The Ghostery Privacy Digest newsletter

This is a privacy and digital watch with a selection of articles by Ghostery. This newsletter enables us to share knowledge on current events, as well as tips and best practices.

The selection is kept to a minimum, with no more than 4 or 5 topics, and a note from the Ghostery team introducing the content and why they selected it.

A fast business intelligence newsletter

Ghostery isn't just a long list of articles gleaned from the Web.

Here we have only a little content, but it does allow us to quick reading and identification our interest in the content.

The source is cleverly highlighted:

  • the domain (example: to legitimize and lend credibility to content
  • main image and original article title so as not to skew or redirect the subject matter
  • a paragraph justifying the selection and directly quotes the media outlet or editor to give its point of view and explain the choice (example : Zeynep Tufekci highlights privacy concerns with technology companies...)
  • a list of keywords in the form of hashtags to identify the subject more precisely

A sober, content-oriented newsletter design

Here there is onlya single type of content "block is used, and it's the same for all selected items. As a result, we can quickly identify the sections. The visual hierarchy is clear. This makes it all the easier to read quickly, which is totally appropriate for watch content.

All formatted with a choice of typography, justification, color (and therefore contrast) that places legibility and accessibility at the heart of design choices.

The single-column layout is also a judicious choice, offering a reading experience that's totally adapted to both desktop and mobile devices. All this with a reduced code effort (eco-design cuckoo) and the use of semantic HTML tags (a daring move in the case of smart lists, given the support for rendering in various mailboxes).

What's in it for the advertiser?

This type of newsletter for sharing sector intelligence establishes credibility and expertise. It shows interest in trends and new products. It is a loyalty relatively easy to set up for an audience that is already captivated by a subject.

While brand awareness isn't the primary objective - just look at how little the brand is promoted (whether through the logo or the place of the name "Ghostery" in the content) - the link that is maintained with users and subscribers is definitely there. At the end of the e-mail we find a content block for user feedback via an exchange with support: " Ghostery wants to talk to you - actually more to listen!" . The tone and focus are also very well thought out. Hierarchically, it doesn't take precedence over the rest of the content (no highlighted button for this section).

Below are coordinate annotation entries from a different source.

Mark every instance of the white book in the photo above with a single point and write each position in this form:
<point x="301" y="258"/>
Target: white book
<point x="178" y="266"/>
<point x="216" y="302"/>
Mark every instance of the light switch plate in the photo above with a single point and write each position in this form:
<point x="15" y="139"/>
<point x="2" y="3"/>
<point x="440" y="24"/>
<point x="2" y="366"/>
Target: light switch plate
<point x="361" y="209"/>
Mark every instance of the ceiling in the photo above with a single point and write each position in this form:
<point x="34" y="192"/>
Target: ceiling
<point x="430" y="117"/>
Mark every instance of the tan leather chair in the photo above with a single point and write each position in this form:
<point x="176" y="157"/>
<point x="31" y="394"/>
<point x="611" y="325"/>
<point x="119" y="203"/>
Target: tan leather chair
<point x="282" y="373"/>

A few recommendations to take you further?

Precisely this last block of notices is not sufficiently distinct from the rest of the articles. He would have deserved a different graphic treatment in order to dissociate it. Not to make it stand out more than the rest, but to identify it as a direct message from the Ghostery advertiser to its subscribers. Here, all we have to do is choose the visual and read the tagline (which is quick enough once you know the advertiser).